「厚」という字を見ると、「厚い本」というように、
物理的に厚いことを第一に思い浮かべてしまう。
あらためて字典で調べてみると、
「厚意」「厚顔」「厚情」「厚生」「温厚」など、
物理的ではなく、「あつみがある」という意味で使われるのがほとんどである。
「重厚」というのは、ちょっと見たところは物理的な厚さのことのようだが、
「重厚な作品」という使い方のように、実際はやはり「物理的ではない厚さ」の場合が多いようだ。

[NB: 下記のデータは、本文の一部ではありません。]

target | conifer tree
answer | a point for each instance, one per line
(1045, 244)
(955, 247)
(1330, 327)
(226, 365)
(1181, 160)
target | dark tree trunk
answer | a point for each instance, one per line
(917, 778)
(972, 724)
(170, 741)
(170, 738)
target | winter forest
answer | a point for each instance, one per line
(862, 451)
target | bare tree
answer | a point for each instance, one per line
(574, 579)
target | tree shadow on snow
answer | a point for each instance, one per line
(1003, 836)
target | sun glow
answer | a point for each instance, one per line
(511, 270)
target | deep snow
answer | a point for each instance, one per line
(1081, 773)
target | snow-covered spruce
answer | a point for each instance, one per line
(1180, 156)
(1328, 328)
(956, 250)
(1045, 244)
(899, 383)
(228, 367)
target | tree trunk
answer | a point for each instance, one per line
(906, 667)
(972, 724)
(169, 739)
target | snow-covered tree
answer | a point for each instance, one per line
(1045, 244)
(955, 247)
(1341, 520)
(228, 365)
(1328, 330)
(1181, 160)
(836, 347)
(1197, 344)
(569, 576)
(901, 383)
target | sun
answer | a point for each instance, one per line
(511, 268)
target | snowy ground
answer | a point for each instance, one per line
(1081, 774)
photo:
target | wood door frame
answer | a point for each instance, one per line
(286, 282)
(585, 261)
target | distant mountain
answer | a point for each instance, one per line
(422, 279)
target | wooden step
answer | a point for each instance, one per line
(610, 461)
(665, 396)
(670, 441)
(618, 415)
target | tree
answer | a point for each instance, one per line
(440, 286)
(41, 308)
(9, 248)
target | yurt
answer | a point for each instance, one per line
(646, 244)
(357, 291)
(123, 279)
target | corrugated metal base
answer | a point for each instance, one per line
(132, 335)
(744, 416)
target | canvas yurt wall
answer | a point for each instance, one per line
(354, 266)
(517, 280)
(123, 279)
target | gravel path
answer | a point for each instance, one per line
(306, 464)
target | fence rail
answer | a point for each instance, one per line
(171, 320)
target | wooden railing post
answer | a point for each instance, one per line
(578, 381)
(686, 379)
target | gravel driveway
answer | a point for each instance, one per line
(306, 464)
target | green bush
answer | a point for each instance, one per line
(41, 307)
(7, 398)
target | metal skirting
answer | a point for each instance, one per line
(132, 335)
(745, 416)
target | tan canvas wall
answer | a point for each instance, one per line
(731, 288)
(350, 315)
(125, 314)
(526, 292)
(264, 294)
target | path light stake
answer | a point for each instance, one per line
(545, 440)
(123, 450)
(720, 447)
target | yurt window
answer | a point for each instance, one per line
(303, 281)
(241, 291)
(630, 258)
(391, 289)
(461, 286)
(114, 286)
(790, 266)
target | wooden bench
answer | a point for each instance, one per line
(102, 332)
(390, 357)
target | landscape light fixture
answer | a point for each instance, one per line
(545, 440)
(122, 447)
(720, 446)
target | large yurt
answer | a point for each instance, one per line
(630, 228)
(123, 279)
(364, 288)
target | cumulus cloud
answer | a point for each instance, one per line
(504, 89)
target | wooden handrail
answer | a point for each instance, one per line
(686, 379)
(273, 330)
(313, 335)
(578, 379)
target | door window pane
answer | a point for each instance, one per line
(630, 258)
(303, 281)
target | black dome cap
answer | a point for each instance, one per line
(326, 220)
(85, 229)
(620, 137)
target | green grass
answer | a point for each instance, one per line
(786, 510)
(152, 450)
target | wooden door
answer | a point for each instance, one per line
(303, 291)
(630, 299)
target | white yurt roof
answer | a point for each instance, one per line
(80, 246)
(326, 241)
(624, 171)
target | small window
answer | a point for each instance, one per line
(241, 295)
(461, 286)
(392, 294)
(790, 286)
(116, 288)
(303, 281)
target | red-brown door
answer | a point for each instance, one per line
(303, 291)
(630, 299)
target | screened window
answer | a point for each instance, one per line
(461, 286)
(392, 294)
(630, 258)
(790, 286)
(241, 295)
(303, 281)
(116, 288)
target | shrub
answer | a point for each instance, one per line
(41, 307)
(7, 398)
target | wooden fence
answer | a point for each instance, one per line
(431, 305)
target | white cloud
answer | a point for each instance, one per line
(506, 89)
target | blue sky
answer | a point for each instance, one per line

「濃厚」という熟語でも同じく、感覚的な意味で使われているわけだが、
「濃厚」という言葉は、「淡泊」と反対の「こってりしている」という意味で使われる場合の他に、
「可能性が高い」という意味でも用いられる。
「あの候補の当選は濃厚である」
といった場合、別にその候補者の顔が暑っ苦しいわけではなく、
「間違いなく当選するだろう」ということであって、
よくよく考えてみると、なるほど、とは思えるのだけれど、
一方で、「こってりしている」というのと「可能性が高い」というのを、
同じ熟語で表さなくてもよい気もする。
まぁ、漢字の世界というのは奥が深い。
要するに、この「厳選辛口 吉乃川」の味が「濃厚である」ということが言いたかったわけだが、
それはもちろん「可能性が高い」ということではなくて、
「しっかりしている」という意味である。
「辛口」であることと「濃厚」であることは、矛盾しない。
そういえば、「辛口」という言葉も、「厳しいことを口にする」という意味があるから、
「今度の担任の教師は、辛口であることが濃厚である」
なんて言われると、もう味のことなのやら何やら、訳が分からなくなる。
訳が分からなくなったところで、この文章も終わりにしよう。